On Benchmarking of Embedded Systems Processors

Benchmarking is the process of comparing two or more systems to determine which is more efficient and/or provides better performance. Clearly, for a benchmark to have any value, you need to understand what is actually being measured and under what conditions.
There are valid reasons for benchmarking embedded systems, the least of which is that benchmarking is in itself interesting. When it comes to computing systems, most benchmarking is done to measure CPU performance and memory consumption. In this post, I describe the process and some of the benchmarks used at A-WIT to choose which embedded processor platform would be optimum for our clients’ products.
These are 11 common tests, which have been referred to as “micro benchmarks”. This means they perform elementary operations that every microcontroller and programming language for any given project should offer. These tests employ commonly used algorithms and data structures that you find in most microcontroller projects today.
These benchmarks are straightforward and have just enough code to be meaningful and allow you to derive useful conclusions. Normally, we express the results in two graphs. The first graph is for both program and data memory allocation for each benchmark, in Bytes along a logarithmic Y scale. The second one is the performance results, which shows how long the benchmark took to run, in seconds in a logarithmic Y scale. The run time is measure on actual hardware and generating a signal while the benchmark was running. Then this signal is measured with an oscilloscope or an event counter.

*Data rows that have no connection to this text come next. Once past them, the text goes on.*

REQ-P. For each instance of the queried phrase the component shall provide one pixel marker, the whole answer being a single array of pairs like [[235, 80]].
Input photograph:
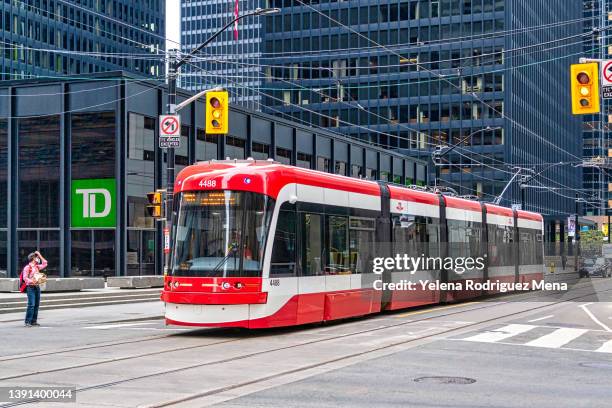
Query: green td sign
[[93, 203]]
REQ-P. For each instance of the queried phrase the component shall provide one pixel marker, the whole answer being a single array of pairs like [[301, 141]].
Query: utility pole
[[170, 110], [441, 151], [576, 236]]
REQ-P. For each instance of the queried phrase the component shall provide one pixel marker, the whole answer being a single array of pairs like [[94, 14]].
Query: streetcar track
[[223, 342], [315, 365], [331, 338], [112, 360], [157, 337]]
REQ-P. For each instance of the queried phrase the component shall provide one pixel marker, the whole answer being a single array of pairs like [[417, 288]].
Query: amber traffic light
[[585, 88], [217, 112], [155, 204]]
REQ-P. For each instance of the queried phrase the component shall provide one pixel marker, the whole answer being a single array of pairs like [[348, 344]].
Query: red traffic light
[[583, 78], [215, 103]]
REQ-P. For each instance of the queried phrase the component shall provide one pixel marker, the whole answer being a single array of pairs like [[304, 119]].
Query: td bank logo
[[93, 203]]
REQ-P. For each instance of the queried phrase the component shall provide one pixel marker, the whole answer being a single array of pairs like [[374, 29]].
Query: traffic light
[[155, 202], [217, 112], [585, 88]]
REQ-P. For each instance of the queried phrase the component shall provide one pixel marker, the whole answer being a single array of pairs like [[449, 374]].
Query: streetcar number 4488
[[208, 183]]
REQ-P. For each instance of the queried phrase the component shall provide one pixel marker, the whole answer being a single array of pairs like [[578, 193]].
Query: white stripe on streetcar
[[557, 338], [117, 326], [501, 334]]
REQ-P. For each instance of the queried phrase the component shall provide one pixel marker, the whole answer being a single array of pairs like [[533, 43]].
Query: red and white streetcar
[[260, 244]]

It is important to note that, in contrast to ordinary benchmarks, a lower value in these tests is always better because it is the memory consumed or measured time to perform an operation.
These are each of the benchmarks:
- 16-bit integer arithmetic test that simply does the fundamental arithmetic operations with 16-bit integer variables in a loop
- 32-bit integer arithmetic test that is the same as the 16-bit arithmetic test, but uses 32-bit integer variables instead
- Trigonometric functions test performing the sin, cos, tan, and sqrt functions in a loop, performed with floating-point arithmetic
- I/O test that performs a write/read of 18 bytes to/from a communication port
- Array test that measures the fundamental array write and access functionality
- Exception handling test that creates 2×16 interrupts, which are interleaved
- Sort test with a simple and well-known sorting algorithm
- Test of three floating-point 8×8 matrices that are used to perform a simple matrix multiply operation
- Test of six loops that are nested into each other to perform some 16-bit integer add operations
- Test of string concatenation performance
- Test of performance of function calls with six parameters
Understanding the application of benchmarking plays a central role when choosing which embedded system computing platform is the best fit for a particular product.